L’activité des hommes investit un objet socialement créé et socialement valorisée, même si cet objet est criminel, comme l’holocauste le fut ou comme le furent les sacrifices humains par les prêtres Aztèques. 2

La Sérénissime, un autogouvernement… aristocratique

Qu’appelle-t-on  » République de Venise »? En quoi ses pratiques furent-elles innovantes? Que peut-on en garder comme leçons de gouvernement?

La République de Venise, exceptionnelle par sa durée, 10 siècles, connue son apogée entre 1100 et 1600, à l’image de l’Empire Britannique au 19è siècle[1] pour s’écrouler soudainement sous les coups de menton menaçants de Napoléon en 1797.[2] Fruit d’un commerce dominateur appuyé par une puissante marine de marchande et guerrière ainsi que d’un Etat interventionniste, « la Venise qui triomphait par ses fêtes, ses courtisanes et ses arts, comme par ses armes et ses grands hommes »[3] marqua l’histoire.
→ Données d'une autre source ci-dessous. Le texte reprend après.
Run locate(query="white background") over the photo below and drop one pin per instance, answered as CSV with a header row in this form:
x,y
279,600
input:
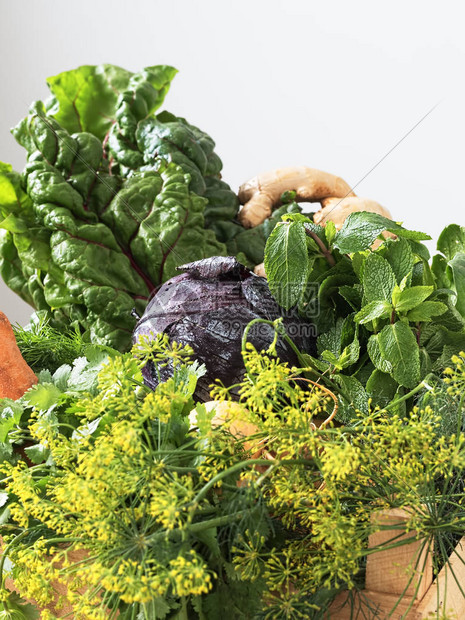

Carte de la République de Venise
Carte de la République de Venise

Cette cité-Etat, d’environ 200 000 habitants à son zénith, disposant de « terres fermes » représentant une grande partie de l’actuelle Italie du Nord et de territoires plus vastes encore au-delà des mers, tirait de juteux profits de sa domination commerciale sur le bassin méditerranéen.

Cette République ne prit jamais les traits d’une démocratie (pouvoir du peuple) et resta une oligarchie (pouvoir de quelques-uns), patriciens ou nobles. Cette classe dirigeante au sein de laquelle existaient des différences de fortune, mais aucune différence de rang, admettait régulièrement en son sein (participation au Grand Conseil) de nouveau patriciens recrutés suite à des services signalés ou le plus souvent en hommage à leur réussite financière (ils étaient alors inscrits sur le fameux « Livre d’or »). On peut donc parler également de ploutocratie (pouvoir de l’argent).

Un autogouvernement de patriciens

Dans cette République bien peu démocratique et considérablement dominatrice, deux caractéristiques méritent toutefois notre attention par leur singularité y compris dans le contexte actuel de nos pseudo-démocraties: l’autogouvernement (restreint à une classe sociale) par rotation des magistratures et des charges et la quasi absence de conflits sociaux en découlant.

Les principales fonctions de l’Etat, de la prise de décision à leur mise en oeuvre furent assurées par des magistrats et des fonctionnaires issus de la « vie civile ». Point donc de politiciens professionnels ou de hauts-fonctionnaires cooptés comme ailleurs ou en d’autres temps y compris proches. Les 2000 nobles patriciens siégeant chaque semaine au Grand Conseil, pourvoyaient par un subtil mélange de tirage et d’élections aux principales magistratures de la ville pour des durées allant de 1 à 3 ans. Parmi ces magistrats, 275 siégeaient au Sénat chargé de notamment de voter la loi.

Urne de vote sécurisée à Venise
Bossolo ou urne mobile de vote sécurisée introduite au 15è siècle à Venise pour garantir le secret du vote. La douille verte, la plus proche, recueillait des boules de la taille d’une cerise contre un candidat donné, le blanche plus éloigné, les votes pour. Toutes le boules étant désormais de couleur identique il devenait ainsi moins facile de déceler la teneur du vote de ses pairs. Un modèle ultérieur doté d’une troisième douille permettait de s’abstenir dans le cas du vote d’une loi.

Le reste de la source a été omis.